What are the chances of three interviews going live on the same day?

This morning, I'm the guest on the wonderful Dragon Page Cover to Cover podcast, episode #410a. They say,  "Lou talks about how the iPad has shifted his reading preferences recently, and despite his deep and continuing love for physical books themselves, he can see where his future book buying may go the way his music buying went after iTunes became more widely used.Technology is changing the publishing game, and the guys talk about easy it’s becoming to be lured away from the book to the many electronic readers out there; about whether to use enhanced content for ebooks to encourage sales, the importance of having a quality story, and much more. Lou also walks through what happens on the path from manuscript to shelf: from the acquisition process, the editing process, the cover art process, and the book design process." This is my second appearance on the Dragon Page. I'm a big fan of the show and always have fun talking with Mike & Mike. You can listen with the direct link on the page itself, download, or get via iTunes.
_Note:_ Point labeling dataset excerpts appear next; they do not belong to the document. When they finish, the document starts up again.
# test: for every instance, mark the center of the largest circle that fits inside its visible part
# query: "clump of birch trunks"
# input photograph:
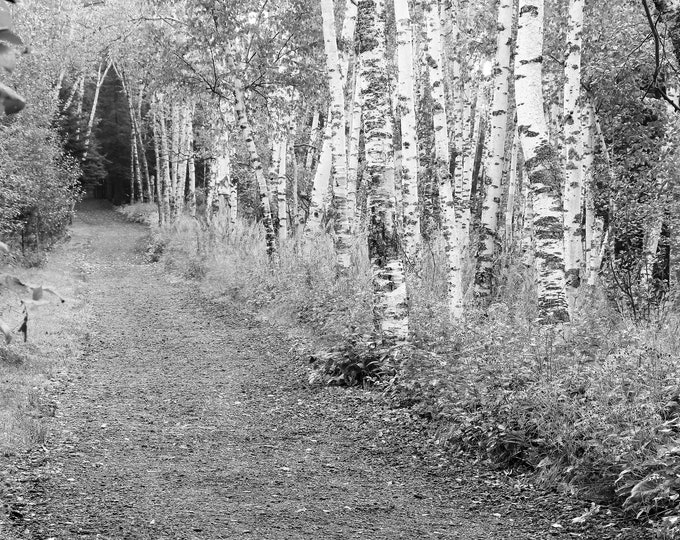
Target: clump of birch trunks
(592, 408)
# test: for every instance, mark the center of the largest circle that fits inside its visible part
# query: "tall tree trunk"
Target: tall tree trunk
(313, 141)
(163, 170)
(409, 142)
(162, 217)
(281, 189)
(73, 92)
(670, 11)
(222, 162)
(95, 101)
(191, 197)
(573, 150)
(174, 156)
(148, 193)
(433, 57)
(542, 165)
(594, 224)
(338, 137)
(255, 162)
(496, 154)
(353, 147)
(295, 206)
(320, 184)
(472, 165)
(390, 303)
(513, 182)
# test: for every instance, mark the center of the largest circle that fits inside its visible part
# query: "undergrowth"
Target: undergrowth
(592, 408)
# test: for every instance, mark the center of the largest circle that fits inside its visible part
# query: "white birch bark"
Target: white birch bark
(496, 151)
(542, 165)
(670, 11)
(338, 136)
(353, 147)
(409, 142)
(347, 37)
(95, 101)
(390, 302)
(433, 57)
(573, 150)
(173, 157)
(157, 155)
(593, 224)
(191, 196)
(474, 141)
(512, 190)
(320, 185)
(73, 92)
(313, 141)
(255, 162)
(281, 189)
(222, 162)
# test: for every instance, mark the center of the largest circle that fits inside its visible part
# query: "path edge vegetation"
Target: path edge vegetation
(592, 412)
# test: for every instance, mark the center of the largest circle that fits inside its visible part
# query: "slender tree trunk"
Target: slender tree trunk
(593, 224)
(496, 154)
(163, 172)
(313, 141)
(338, 137)
(346, 42)
(542, 165)
(95, 101)
(255, 162)
(223, 163)
(173, 157)
(573, 149)
(320, 184)
(157, 153)
(390, 303)
(191, 197)
(472, 151)
(409, 142)
(512, 190)
(527, 241)
(148, 194)
(73, 92)
(353, 147)
(670, 11)
(442, 159)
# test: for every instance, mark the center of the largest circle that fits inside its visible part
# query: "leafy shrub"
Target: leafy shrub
(362, 360)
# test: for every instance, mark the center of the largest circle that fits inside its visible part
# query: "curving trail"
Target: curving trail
(188, 420)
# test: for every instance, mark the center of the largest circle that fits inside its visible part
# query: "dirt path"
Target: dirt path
(189, 421)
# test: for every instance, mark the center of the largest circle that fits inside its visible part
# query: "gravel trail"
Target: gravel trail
(186, 419)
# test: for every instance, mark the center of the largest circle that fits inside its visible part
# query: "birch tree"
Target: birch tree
(496, 150)
(573, 150)
(390, 306)
(255, 162)
(407, 118)
(450, 231)
(338, 137)
(541, 163)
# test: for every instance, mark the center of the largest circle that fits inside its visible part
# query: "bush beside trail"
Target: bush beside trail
(591, 411)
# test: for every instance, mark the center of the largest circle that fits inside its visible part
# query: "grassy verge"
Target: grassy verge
(55, 332)
(592, 409)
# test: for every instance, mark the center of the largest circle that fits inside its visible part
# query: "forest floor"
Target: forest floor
(183, 418)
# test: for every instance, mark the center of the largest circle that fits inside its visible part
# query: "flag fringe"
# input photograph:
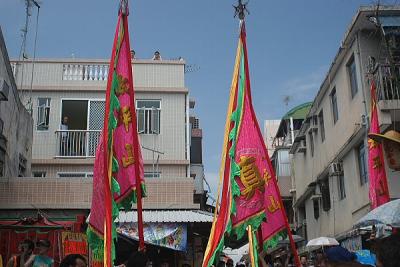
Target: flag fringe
(255, 221)
(272, 242)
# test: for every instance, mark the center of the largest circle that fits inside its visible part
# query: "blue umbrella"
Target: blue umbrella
(388, 214)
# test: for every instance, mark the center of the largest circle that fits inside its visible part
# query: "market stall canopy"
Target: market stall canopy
(388, 213)
(167, 216)
(322, 241)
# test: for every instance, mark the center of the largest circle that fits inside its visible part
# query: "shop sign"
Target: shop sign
(74, 243)
(170, 235)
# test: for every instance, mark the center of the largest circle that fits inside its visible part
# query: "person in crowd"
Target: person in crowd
(137, 259)
(157, 56)
(339, 254)
(388, 252)
(25, 249)
(64, 141)
(74, 260)
(303, 261)
(41, 259)
(229, 263)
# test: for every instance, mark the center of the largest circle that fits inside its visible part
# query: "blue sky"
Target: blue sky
(291, 43)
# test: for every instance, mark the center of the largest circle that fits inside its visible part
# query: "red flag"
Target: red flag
(378, 186)
(118, 170)
(249, 184)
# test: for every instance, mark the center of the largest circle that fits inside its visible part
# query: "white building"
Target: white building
(330, 152)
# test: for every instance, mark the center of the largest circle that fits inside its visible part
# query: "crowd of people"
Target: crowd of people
(28, 258)
(383, 253)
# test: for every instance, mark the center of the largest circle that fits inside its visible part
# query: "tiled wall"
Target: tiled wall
(74, 193)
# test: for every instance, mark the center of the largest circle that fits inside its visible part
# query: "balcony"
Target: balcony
(387, 79)
(76, 193)
(76, 143)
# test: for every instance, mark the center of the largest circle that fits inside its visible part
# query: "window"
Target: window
(321, 124)
(362, 167)
(335, 111)
(39, 174)
(152, 175)
(316, 208)
(283, 163)
(43, 114)
(75, 174)
(310, 134)
(351, 68)
(148, 116)
(341, 187)
(326, 197)
(22, 166)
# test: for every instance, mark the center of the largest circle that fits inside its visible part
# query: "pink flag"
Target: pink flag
(378, 186)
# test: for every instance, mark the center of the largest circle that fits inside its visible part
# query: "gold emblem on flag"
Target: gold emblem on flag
(250, 177)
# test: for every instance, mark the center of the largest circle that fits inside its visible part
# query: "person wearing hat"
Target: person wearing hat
(41, 259)
(391, 146)
(25, 248)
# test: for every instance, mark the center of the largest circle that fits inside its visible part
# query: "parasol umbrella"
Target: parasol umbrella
(388, 213)
(296, 239)
(322, 241)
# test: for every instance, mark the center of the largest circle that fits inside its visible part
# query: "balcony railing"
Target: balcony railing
(85, 72)
(387, 79)
(77, 143)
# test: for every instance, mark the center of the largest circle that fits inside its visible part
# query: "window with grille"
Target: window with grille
(341, 187)
(148, 116)
(152, 175)
(22, 166)
(316, 208)
(43, 114)
(39, 174)
(362, 167)
(75, 174)
(351, 69)
(325, 192)
(311, 137)
(321, 125)
(335, 110)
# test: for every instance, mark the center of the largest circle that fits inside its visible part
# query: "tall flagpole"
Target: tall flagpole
(240, 11)
(125, 12)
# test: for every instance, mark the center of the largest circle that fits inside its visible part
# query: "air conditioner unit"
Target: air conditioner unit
(314, 124)
(336, 168)
(316, 196)
(3, 90)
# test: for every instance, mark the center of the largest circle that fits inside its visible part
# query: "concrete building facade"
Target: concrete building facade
(15, 124)
(330, 151)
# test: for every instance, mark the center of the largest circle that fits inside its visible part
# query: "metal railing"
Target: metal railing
(387, 79)
(77, 143)
(85, 72)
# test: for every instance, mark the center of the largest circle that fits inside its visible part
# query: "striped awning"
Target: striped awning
(167, 216)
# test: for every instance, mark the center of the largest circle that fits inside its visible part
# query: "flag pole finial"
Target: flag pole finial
(123, 7)
(241, 10)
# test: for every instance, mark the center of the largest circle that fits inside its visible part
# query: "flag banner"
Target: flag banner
(249, 188)
(253, 247)
(169, 235)
(250, 193)
(221, 225)
(249, 162)
(378, 186)
(118, 168)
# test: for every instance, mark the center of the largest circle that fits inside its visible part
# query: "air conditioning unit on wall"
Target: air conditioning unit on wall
(336, 168)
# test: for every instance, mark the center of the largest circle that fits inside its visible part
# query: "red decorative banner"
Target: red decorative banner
(378, 186)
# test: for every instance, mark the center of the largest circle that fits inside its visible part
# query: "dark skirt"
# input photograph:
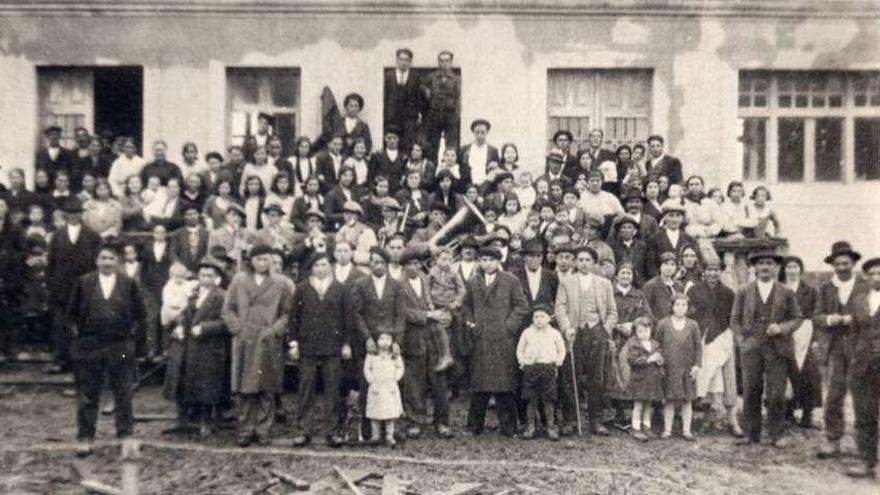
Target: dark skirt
(646, 383)
(539, 382)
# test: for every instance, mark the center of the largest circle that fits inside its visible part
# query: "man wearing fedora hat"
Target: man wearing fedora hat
(54, 157)
(627, 246)
(256, 313)
(480, 156)
(494, 309)
(104, 311)
(72, 253)
(562, 141)
(865, 370)
(765, 314)
(671, 237)
(833, 319)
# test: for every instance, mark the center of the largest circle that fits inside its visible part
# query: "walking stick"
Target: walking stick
(577, 400)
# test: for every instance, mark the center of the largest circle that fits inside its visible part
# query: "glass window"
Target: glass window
(753, 135)
(867, 148)
(828, 149)
(791, 149)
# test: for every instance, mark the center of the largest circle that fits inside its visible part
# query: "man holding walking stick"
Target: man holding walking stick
(586, 312)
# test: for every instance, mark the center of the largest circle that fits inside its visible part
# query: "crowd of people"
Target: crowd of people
(398, 282)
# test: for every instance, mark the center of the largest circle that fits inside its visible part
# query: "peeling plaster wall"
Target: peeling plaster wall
(504, 63)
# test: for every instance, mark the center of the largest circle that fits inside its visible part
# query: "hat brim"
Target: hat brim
(753, 260)
(854, 255)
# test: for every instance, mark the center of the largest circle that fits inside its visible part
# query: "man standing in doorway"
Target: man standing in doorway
(442, 90)
(765, 314)
(833, 318)
(403, 100)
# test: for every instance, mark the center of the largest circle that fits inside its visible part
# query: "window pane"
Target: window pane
(829, 133)
(753, 136)
(868, 149)
(284, 89)
(791, 150)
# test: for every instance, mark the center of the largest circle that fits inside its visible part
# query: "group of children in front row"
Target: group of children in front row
(664, 366)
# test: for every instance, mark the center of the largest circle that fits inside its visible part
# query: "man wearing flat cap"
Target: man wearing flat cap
(556, 170)
(865, 370)
(355, 232)
(764, 316)
(442, 93)
(562, 141)
(378, 305)
(671, 237)
(54, 157)
(479, 156)
(494, 309)
(833, 320)
(389, 162)
(256, 313)
(627, 246)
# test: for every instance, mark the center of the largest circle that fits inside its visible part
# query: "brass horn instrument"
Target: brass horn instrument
(453, 223)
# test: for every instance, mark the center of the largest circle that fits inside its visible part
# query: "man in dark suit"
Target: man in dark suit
(865, 370)
(671, 237)
(378, 305)
(72, 253)
(104, 309)
(189, 244)
(318, 337)
(421, 355)
(662, 164)
(54, 157)
(388, 162)
(328, 163)
(562, 141)
(598, 155)
(557, 170)
(628, 247)
(442, 92)
(494, 310)
(479, 155)
(833, 320)
(765, 314)
(160, 167)
(403, 99)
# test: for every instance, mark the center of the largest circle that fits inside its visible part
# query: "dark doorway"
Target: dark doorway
(119, 97)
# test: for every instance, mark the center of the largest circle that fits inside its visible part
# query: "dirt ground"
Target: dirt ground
(37, 427)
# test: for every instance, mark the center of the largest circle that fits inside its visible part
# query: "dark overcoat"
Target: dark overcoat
(497, 313)
(198, 366)
(257, 318)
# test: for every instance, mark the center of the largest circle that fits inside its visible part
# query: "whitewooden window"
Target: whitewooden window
(618, 101)
(806, 126)
(251, 91)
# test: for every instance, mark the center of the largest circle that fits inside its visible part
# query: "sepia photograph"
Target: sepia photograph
(439, 247)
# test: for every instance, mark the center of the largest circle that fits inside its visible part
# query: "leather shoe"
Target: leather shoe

Meanwhile, a brand-new, online magazine launches today, Redstone Science Fiction, from editor Michael Ray. Redstone is an online magazine that publishes "primarily science fiction short stories" and pays SFWA pro rates. Their first issue features "Raising Tom Chambers" by Daniel Powell and flash fiction story "Freefall" by Peter Roberts. There are also three interviews, one with  cover artist Kittyhawk, a popular webcomic artist, one with Joel Hardy, an engineer who works with scientific research on the International Space Station, and one with Yours Truly (conducted by author David Alastair Hayden). Check it out and give them your love.

Finally, I'm interviewed on The Mad Hatter's Bookshelf and Book Review as well. We talk about steampunk, anthologies, the submission process, my own writing, and, yes, hats.